I am running at about 40 C (have "SpeedFan" installed). Is this a good consistent temperture? 

I am also wondering what is to long to use my laptop, as far as being on my laptop for a few hours straight, a nite.

Its a HP Compaq nc6120, I purchased refurbished from a contact on Ebay. He said that they get laptops all the time from businesses, and they "flash" them, and sell them. They said that all is working fine, otherwise they wouldnt sell them. Just giving a background.

Thanks for any wisdom.


----------



## grimx133 (Jan 15, 2008)

Speedfan is notoriously inaccurate at temps and voltages, used to be ok, but not anymore, seems it hasn't kept up well enough with the newer cpu's. There are times when it does work, but it's a last resort for me, much prefer RealTemp or Core Temp. 

That being said, 40C is a good cpu temperature for a laptop. You may want to get a cooler of some sort if using it for long periods of time. I prefer the ones that put the laptop at an angle, raising the bottom rear vents, and maximizing airflow. Laptops do run hotter than desktops, they don't have much for airflow, lot of parts crammed into a small case will do that. 

I've had mine on for days at a time, with a good cooler, and running the cpu at 100%. This was during the [email protected] "Chimp Challenge", quite stressful for components. Every laptop is going to be different, if it gets too hot, don't run it so long. If you can keep your cpu temps low, then no worries.


----------



## Tyree (May 10, 2009)

Speedfan is for fans. Use the Bios for the most reliable Temp info.


----------



## drewanghenderso (Oct 11, 2010)

Oh, with SpeedFan the readings are showing for Temperatures: (These are my current readings)

Local Temp: 37C
Remote Temp: 43C
HD0: 31C
Temp1: 40C
Temp2: 24C
Temp3: 23C

I am just wondering if these adequate? Are you thinking that SpeedFan would not read these Temps? 

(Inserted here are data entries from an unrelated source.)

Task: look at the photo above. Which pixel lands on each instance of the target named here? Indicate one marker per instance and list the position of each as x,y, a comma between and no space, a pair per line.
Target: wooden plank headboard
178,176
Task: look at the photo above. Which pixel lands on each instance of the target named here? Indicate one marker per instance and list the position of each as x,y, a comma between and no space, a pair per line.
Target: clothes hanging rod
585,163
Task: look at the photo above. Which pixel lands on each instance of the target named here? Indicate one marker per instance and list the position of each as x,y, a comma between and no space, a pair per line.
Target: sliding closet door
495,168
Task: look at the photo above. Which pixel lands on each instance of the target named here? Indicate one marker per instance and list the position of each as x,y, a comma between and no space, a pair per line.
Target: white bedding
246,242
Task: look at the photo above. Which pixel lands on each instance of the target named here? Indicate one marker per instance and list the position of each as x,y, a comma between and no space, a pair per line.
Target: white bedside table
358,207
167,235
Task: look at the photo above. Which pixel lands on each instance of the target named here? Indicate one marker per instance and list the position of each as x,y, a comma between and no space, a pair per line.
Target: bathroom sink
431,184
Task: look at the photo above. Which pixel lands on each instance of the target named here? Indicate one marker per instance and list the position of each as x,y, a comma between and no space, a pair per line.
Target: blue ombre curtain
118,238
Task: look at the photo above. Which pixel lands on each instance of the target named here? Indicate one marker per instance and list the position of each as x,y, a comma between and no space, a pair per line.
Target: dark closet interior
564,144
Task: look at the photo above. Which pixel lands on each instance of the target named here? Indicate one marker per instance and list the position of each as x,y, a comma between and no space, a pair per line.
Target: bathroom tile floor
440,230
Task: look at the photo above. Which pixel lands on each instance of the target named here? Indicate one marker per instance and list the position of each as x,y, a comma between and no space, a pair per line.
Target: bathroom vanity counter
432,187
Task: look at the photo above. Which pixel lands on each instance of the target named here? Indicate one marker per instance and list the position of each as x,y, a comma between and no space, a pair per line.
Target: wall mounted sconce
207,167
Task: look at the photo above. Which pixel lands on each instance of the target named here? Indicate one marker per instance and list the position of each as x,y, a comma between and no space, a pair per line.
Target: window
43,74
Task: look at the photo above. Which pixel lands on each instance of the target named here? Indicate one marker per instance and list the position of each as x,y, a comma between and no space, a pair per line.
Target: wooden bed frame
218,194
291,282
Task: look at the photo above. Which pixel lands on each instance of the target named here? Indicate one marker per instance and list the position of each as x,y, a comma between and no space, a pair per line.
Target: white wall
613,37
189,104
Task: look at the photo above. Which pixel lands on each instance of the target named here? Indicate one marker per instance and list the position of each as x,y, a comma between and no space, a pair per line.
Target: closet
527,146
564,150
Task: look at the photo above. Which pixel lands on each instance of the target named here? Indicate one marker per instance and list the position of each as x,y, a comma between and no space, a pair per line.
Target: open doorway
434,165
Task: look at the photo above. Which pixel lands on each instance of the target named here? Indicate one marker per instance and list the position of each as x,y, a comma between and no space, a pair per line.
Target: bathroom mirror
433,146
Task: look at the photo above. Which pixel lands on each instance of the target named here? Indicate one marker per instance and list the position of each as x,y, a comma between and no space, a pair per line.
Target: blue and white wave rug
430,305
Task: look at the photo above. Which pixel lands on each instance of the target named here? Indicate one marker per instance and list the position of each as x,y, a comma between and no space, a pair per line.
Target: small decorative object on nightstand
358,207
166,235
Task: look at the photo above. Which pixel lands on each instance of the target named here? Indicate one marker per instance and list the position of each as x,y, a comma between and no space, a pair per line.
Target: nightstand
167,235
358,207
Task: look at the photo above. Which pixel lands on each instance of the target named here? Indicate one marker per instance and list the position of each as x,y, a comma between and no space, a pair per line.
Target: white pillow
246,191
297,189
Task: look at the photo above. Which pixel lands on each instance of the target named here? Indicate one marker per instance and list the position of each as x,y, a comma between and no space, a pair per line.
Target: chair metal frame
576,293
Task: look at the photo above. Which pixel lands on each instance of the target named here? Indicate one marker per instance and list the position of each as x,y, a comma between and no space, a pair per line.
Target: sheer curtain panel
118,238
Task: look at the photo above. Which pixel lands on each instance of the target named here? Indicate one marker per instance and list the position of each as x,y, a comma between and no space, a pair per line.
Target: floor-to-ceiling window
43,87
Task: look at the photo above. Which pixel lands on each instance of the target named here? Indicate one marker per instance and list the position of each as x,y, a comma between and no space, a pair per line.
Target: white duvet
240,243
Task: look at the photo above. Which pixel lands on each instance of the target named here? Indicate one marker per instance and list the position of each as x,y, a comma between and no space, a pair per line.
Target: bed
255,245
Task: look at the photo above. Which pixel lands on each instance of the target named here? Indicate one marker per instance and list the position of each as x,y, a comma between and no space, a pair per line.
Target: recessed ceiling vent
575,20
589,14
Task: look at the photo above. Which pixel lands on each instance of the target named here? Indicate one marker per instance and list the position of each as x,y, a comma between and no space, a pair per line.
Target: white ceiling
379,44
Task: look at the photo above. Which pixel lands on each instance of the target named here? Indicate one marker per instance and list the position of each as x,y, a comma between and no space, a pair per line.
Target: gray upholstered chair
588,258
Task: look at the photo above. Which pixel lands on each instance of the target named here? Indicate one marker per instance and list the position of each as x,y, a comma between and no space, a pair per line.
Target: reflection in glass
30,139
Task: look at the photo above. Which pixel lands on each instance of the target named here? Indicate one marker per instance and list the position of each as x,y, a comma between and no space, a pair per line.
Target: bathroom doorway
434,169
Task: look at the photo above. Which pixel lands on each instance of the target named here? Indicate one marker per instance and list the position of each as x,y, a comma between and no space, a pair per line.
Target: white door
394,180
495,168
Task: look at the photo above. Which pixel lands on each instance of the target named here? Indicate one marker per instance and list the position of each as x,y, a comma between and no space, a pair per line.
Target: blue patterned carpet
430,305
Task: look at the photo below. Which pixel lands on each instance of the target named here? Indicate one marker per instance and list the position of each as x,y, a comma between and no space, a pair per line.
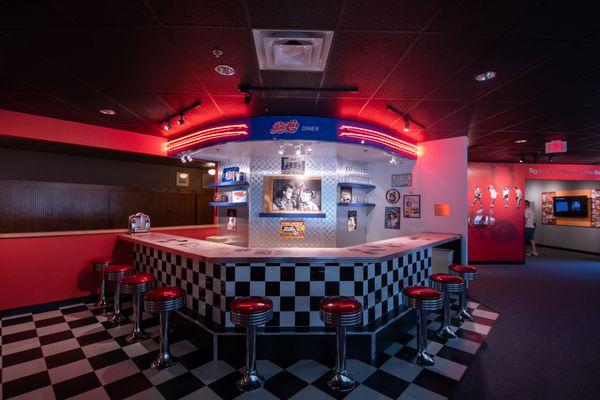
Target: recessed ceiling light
225,70
486,76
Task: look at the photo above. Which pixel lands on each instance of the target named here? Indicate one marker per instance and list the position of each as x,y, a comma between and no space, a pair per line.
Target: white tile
9,330
59,347
308,370
118,371
68,371
212,371
448,368
359,370
401,369
159,376
415,392
475,327
364,392
23,369
485,314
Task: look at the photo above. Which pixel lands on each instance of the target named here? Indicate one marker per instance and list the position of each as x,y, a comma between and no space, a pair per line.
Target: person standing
530,228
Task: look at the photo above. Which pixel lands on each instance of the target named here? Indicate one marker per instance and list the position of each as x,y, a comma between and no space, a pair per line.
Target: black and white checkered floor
71,353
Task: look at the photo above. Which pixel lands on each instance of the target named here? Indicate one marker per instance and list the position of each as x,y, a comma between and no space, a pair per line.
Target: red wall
54,268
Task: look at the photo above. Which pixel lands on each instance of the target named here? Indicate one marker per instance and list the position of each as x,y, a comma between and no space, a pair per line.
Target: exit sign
556,146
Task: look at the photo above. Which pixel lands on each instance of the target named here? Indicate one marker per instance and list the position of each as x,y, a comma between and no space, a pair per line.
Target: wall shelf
291,215
226,204
227,184
356,185
356,205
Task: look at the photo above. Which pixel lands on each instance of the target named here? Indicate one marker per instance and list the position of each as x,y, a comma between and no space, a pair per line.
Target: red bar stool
137,285
446,284
99,264
115,273
468,273
422,299
163,300
250,312
340,312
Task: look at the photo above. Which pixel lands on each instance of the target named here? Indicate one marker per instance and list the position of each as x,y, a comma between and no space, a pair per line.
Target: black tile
49,321
225,387
17,337
435,382
21,357
284,385
179,386
82,322
387,384
109,358
25,384
75,386
66,357
93,338
56,337
127,386
17,321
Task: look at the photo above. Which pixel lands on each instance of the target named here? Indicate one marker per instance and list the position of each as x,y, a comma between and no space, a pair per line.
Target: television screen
571,206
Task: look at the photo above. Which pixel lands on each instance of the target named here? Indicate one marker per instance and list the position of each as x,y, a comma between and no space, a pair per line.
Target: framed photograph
291,229
392,196
292,166
401,180
412,206
352,221
392,218
292,195
183,179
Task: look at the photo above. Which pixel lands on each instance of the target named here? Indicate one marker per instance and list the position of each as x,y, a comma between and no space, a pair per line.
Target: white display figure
518,196
477,194
505,194
493,195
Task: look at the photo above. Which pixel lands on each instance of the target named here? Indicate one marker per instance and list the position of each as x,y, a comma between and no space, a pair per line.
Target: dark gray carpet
546,343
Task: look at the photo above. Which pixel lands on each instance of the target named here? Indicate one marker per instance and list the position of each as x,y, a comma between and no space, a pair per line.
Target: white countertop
219,252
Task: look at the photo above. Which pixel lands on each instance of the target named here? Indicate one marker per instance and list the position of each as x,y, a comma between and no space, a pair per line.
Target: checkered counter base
295,288
72,353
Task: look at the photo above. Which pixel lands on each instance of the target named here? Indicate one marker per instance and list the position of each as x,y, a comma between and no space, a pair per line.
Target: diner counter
378,251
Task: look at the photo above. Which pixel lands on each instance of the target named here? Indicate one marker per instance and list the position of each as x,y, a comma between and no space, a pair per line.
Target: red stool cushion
164,293
119,268
251,305
340,305
462,268
103,260
137,279
422,292
446,278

I just want the best way(step by step instructions) to read the Temperature, and make sure it is at a good temperature. 

I am just honestly trying to find out, because I want to have my laptop working for a long time. 

Thanks

Drew


----------



## drewanghenderso (Oct 11, 2010)

Oh, before I just posted my follow question, and SpeedFan readings, I hadnt read your Posting. Your Posting clears up alot of questions in my mind. Thanks so much! 

So is there a location to find my specs and locate what a best temp for my laptop to be running at? 

Then checking on the heat in the BIOS? 

Also, I have 1 GB of RAM in my laptop right now, if I made it a total of 2 GBs, would that enhance performance, and make it easier on the CPU, to reduce heat and enhance performance?

I have a HP Compaq nc6120 laptop
Running Windows XP
Intel - Centrino

Is there more specs that are needed to determine?

Thanks


----------



## Tyree (May 10, 2009)

The Bios will give you the most reliable Temp readings.
Adding another GB of RAM would prove beneficial for performance but it will not lower CPU temps.
Mixing RAM brands/specs can lead to problems.
Use Crucial's site to determin the correct RAM for your laptop. http://www.crucial.com/


----------